13 November 2020

Following the Documents from Marriage to Marriage

Last time, I told you how I'm building, using, and sharing a database of my ancestral hometowns.

On Wednesday, I used it to follow an unbelievable succession of marriages in the early 1800s. By the time I got to a man and wife who managed not to die right away, it was clear how an entire town can come to be related.

As a bit of background, times were tough in the 1800s in rural Italy and elsewhere. Most marriages were arranged, and if your spouse died, you needed another spouse. You needed a man to support you. You needed a woman to raise your children.

Widows and widowers usually remarried fast. It still takes me by surprise. What follows are multiple remarriages, causing connections among a lot of families.

Each marriage yielded more in-laws, babies, and deaths.
Each marriage yielded more in-laws, babies, and deaths.

It began with the 1810 marriage of Daniele (that's Daniel) Marinaro and Nicoletta Mutino. He was 24 years old and she was 20. After 3½ years of marriage and the birth of 1 child, both Nicoletta and her baby, Giovanni, died in September 1813.

A year later, Daniel tried again. He married 17-year-old Costanza Palmiero.
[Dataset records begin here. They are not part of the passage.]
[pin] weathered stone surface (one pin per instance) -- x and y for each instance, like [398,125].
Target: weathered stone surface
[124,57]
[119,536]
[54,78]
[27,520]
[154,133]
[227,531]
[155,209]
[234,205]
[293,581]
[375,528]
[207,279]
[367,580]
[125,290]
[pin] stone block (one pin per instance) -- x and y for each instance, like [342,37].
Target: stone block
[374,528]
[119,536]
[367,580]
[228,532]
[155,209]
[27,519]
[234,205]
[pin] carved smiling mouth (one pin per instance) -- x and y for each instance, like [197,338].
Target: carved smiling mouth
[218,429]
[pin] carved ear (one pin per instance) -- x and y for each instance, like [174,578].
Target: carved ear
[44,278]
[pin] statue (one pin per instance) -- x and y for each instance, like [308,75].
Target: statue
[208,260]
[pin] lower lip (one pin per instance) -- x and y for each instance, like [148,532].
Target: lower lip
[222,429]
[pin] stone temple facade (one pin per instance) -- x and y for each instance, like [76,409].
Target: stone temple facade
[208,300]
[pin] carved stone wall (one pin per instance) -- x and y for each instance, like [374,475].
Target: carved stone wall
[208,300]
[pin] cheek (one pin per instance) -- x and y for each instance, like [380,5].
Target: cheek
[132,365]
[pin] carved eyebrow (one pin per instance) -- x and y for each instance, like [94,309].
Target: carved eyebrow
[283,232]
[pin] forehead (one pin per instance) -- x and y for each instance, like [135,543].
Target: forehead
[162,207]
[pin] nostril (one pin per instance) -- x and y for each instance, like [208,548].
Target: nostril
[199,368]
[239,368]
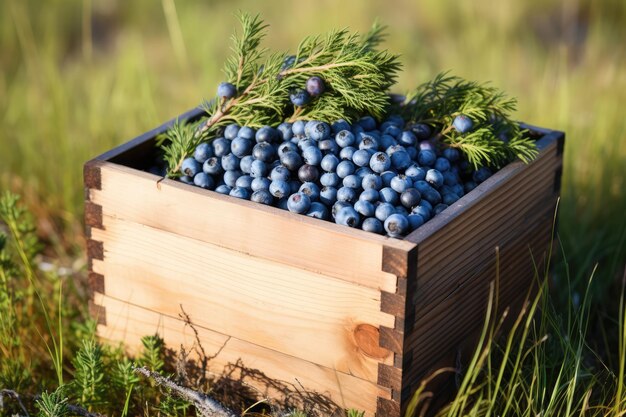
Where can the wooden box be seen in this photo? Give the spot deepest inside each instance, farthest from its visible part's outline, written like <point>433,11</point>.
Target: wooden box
<point>299,306</point>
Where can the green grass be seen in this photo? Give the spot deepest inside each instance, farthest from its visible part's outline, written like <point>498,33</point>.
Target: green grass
<point>72,87</point>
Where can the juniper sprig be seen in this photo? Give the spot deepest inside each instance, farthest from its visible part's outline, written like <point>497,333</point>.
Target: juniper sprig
<point>495,139</point>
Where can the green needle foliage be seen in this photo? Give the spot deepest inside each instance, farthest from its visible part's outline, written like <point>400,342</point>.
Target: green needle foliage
<point>495,139</point>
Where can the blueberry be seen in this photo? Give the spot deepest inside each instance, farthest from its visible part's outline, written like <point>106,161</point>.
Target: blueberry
<point>426,158</point>
<point>451,154</point>
<point>287,146</point>
<point>361,157</point>
<point>212,166</point>
<point>373,225</point>
<point>481,175</point>
<point>258,169</point>
<point>372,181</point>
<point>284,131</point>
<point>308,173</point>
<point>422,131</point>
<point>449,198</point>
<point>345,138</point>
<point>400,183</point>
<point>431,195</point>
<point>246,133</point>
<point>230,162</point>
<point>328,195</point>
<point>299,97</point>
<point>230,177</point>
<point>370,195</point>
<point>204,180</point>
<point>319,131</point>
<point>368,142</point>
<point>240,147</point>
<point>328,147</point>
<point>329,179</point>
<point>240,192</point>
<point>352,181</point>
<point>415,172</point>
<point>347,153</point>
<point>292,160</point>
<point>400,160</point>
<point>310,189</point>
<point>312,155</point>
<point>407,138</point>
<point>380,162</point>
<point>340,125</point>
<point>410,198</point>
<point>434,177</point>
<point>226,90</point>
<point>346,194</point>
<point>298,127</point>
<point>397,225</point>
<point>203,152</point>
<point>231,131</point>
<point>318,211</point>
<point>365,208</point>
<point>384,210</point>
<point>315,86</point>
<point>367,123</point>
<point>279,173</point>
<point>439,208</point>
<point>264,151</point>
<point>345,168</point>
<point>415,221</point>
<point>388,195</point>
<point>442,164</point>
<point>190,167</point>
<point>347,216</point>
<point>386,177</point>
<point>223,189</point>
<point>221,147</point>
<point>462,123</point>
<point>329,163</point>
<point>260,183</point>
<point>262,196</point>
<point>299,203</point>
<point>386,141</point>
<point>280,188</point>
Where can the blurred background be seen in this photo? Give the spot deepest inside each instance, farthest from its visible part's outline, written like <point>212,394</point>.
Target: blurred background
<point>78,77</point>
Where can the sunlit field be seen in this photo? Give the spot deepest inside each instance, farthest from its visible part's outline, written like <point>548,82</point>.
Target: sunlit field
<point>78,77</point>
She died after 6 months of marriage. (Meanwhile, I'm gathering, cropping, annotating, and adding all these documents to my family tree as I go.)
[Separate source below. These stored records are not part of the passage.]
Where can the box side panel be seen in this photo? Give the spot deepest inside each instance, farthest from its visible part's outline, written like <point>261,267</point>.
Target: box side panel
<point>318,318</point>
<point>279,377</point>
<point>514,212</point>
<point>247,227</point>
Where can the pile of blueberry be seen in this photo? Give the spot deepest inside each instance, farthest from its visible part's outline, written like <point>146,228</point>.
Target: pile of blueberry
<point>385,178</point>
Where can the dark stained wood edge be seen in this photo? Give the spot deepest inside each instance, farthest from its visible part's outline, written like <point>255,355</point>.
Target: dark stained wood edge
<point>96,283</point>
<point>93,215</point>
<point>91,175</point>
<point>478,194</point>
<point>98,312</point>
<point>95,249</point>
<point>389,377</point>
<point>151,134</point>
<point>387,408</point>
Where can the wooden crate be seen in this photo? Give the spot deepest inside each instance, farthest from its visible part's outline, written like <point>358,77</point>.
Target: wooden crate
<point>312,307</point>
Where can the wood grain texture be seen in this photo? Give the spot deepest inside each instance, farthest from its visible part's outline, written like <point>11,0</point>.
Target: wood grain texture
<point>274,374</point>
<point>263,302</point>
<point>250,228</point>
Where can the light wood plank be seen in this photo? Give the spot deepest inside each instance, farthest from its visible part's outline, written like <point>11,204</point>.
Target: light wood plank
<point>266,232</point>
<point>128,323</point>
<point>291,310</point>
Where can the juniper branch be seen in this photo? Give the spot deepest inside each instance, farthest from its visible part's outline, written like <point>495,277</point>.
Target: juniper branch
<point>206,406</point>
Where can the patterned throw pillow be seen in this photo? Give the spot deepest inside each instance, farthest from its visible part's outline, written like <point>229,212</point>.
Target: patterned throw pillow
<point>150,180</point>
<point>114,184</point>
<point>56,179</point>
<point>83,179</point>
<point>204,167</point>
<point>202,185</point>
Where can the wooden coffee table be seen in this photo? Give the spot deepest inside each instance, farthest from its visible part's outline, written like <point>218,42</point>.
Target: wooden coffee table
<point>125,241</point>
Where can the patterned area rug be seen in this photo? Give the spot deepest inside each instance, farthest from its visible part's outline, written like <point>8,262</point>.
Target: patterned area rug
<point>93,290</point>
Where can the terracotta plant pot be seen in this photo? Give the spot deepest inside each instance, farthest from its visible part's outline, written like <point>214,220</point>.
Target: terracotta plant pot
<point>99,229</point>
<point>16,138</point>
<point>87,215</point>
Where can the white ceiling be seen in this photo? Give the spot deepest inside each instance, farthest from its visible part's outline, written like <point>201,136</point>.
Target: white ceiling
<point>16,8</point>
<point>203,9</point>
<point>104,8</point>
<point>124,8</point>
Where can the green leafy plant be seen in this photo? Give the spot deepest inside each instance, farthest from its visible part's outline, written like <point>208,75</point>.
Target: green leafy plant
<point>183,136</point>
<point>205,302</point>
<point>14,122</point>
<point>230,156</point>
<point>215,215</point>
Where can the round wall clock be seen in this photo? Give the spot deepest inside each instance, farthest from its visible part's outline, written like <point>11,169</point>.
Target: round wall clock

Six months later, Daniel gave family life another shot. He married Lucia Rosa Maria Cocca in September 1815. They managed to have a baby, Angelamaria, in 1819. And she didn't die right away!

Things are looking up for Daniel. Until he died in early 1821 at the age of 34. He had 3 short marriages, 2 young brides who died, 1 son who died, and 1 daughter who lived.
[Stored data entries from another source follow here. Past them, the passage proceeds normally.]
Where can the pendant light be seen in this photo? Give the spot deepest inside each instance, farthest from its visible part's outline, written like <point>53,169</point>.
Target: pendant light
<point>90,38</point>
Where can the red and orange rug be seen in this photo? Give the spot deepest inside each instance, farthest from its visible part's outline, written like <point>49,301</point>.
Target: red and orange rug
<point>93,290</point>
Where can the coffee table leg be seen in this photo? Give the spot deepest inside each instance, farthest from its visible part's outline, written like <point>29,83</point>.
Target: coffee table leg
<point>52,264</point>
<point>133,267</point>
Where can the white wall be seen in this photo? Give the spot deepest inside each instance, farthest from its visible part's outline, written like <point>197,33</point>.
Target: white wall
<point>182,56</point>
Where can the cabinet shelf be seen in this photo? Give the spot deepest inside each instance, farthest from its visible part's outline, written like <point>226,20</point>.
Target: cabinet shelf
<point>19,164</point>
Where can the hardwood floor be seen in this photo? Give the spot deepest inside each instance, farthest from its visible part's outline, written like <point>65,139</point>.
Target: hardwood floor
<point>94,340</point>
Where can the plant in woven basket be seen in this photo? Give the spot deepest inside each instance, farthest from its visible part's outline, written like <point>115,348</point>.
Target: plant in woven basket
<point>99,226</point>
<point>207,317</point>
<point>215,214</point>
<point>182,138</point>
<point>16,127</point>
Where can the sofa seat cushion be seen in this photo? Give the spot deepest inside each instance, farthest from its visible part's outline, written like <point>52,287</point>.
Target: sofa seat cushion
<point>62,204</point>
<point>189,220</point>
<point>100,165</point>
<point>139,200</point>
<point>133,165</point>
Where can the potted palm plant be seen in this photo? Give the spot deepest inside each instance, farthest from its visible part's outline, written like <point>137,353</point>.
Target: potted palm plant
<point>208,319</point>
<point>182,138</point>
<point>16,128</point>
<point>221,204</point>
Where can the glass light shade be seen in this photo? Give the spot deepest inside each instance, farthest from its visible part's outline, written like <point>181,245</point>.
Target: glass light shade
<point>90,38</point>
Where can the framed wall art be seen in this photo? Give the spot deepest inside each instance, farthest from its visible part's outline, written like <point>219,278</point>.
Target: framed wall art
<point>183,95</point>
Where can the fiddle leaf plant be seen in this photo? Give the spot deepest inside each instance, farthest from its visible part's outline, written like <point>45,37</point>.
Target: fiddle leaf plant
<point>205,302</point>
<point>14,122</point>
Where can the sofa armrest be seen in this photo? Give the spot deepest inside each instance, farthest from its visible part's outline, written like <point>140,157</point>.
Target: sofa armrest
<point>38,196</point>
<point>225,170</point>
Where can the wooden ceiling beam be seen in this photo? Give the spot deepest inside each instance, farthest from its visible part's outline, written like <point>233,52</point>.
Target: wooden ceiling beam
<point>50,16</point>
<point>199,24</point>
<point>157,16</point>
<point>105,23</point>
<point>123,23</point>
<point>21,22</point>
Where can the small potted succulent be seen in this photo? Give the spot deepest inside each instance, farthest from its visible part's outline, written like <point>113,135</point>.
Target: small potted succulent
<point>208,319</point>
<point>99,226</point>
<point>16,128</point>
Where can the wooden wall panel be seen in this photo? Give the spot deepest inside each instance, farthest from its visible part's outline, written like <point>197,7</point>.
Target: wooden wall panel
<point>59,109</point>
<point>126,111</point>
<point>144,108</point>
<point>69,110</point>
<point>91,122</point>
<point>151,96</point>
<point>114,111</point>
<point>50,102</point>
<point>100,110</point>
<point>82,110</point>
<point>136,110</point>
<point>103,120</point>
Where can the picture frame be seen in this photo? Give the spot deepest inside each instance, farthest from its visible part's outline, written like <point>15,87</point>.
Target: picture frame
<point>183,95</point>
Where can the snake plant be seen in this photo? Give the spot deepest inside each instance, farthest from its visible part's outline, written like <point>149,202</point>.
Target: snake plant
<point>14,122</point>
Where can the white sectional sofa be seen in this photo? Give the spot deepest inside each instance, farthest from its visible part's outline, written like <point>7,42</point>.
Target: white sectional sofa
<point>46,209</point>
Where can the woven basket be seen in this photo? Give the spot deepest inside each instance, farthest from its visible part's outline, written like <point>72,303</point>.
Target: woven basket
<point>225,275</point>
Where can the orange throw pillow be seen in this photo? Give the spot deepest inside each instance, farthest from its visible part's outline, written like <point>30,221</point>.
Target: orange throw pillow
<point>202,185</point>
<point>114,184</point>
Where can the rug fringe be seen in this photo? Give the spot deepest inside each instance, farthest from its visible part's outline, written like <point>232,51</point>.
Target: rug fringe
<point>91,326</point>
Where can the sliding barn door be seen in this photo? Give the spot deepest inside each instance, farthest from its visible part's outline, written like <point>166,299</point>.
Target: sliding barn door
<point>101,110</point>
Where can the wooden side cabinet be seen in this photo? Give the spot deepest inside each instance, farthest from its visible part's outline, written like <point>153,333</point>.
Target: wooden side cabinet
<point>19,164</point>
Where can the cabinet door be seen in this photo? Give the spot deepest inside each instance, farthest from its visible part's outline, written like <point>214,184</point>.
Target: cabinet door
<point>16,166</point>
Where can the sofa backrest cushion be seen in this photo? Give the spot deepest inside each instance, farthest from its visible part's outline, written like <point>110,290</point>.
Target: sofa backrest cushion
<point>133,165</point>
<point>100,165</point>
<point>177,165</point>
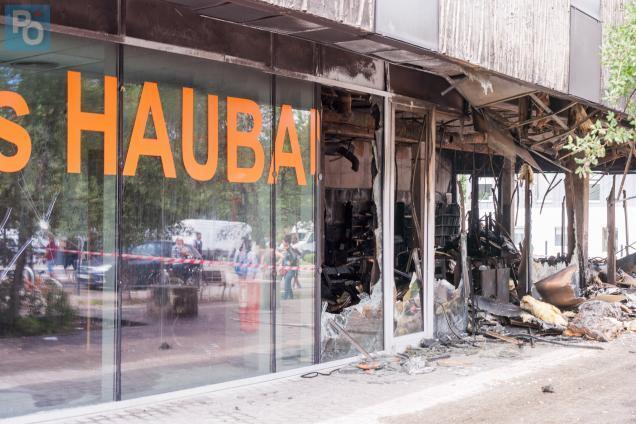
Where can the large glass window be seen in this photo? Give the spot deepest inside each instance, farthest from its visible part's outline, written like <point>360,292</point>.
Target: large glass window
<point>57,225</point>
<point>294,141</point>
<point>196,217</point>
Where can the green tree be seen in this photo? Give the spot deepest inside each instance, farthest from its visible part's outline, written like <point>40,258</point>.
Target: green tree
<point>619,58</point>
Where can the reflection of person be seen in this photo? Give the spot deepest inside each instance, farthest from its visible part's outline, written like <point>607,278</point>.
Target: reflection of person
<point>49,254</point>
<point>296,283</point>
<point>290,263</point>
<point>245,260</point>
<point>179,250</point>
<point>198,244</point>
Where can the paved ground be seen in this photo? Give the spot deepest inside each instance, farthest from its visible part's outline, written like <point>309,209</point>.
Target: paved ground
<point>497,383</point>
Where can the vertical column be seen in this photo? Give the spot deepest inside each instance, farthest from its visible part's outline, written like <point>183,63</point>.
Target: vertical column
<point>387,219</point>
<point>527,240</point>
<point>611,233</point>
<point>428,245</point>
<point>506,205</point>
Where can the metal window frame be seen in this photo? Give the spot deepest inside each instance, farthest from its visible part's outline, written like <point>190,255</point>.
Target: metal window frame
<point>394,343</point>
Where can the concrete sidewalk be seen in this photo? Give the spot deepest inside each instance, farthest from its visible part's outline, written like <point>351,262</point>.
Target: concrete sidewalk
<point>350,395</point>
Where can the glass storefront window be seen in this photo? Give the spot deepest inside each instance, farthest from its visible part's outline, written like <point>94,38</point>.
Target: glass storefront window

But this marriage chain isn't over. Daniel's widow, Lucia Rosa, married Giovannangelo diRuccia, 3 years after Daniel's death. That's a long time between marriages when a young woman has a small child to care for. Daniel and Lucia Rosa's daughter, Angelamaria Marinaro, was 24 when her mother died in 1843. I searched for her in my renamed vital records from the town. I discovered that Angelamaria married Salvatore Petriella in 1835. I'm so happy for her! She lived!

An exhaustive search is a piece of cake with my database and Everything.
An exhaustive search is a piece of cake with my database and Everything.

Before I follow Angelamaria and her husband, I'm not through with her parents' story. When her mother Lucia Rosa died, her stepfather, Giovannangelo diRuccia, waited 5 years. Then he married Mariantonia Scrocca in 1848. Mariantonia was the widow of Gennaro Giuseppe Viola. He had died 11 years after his marriage to Mariantonia.

I still have to find any more children of these marriages, but my goodness! It took 38 years for this marriage chain not to end in a premature death. Granted, Giovannangelo and Mariantonia married only 12 years before 1860. That's the last year of available death records for the town. They may have died soon after 1860.

As I continue exploring my database, I may learn when survivors Giovannangelo and Mariantonia died. The answer may lie in their children's marriage records. I hope they lived long lives together.

And this, my friends, is the reason for—and the beauty of—my obsessive ancestral town database. It sure can lead to some long sessions of family tree building.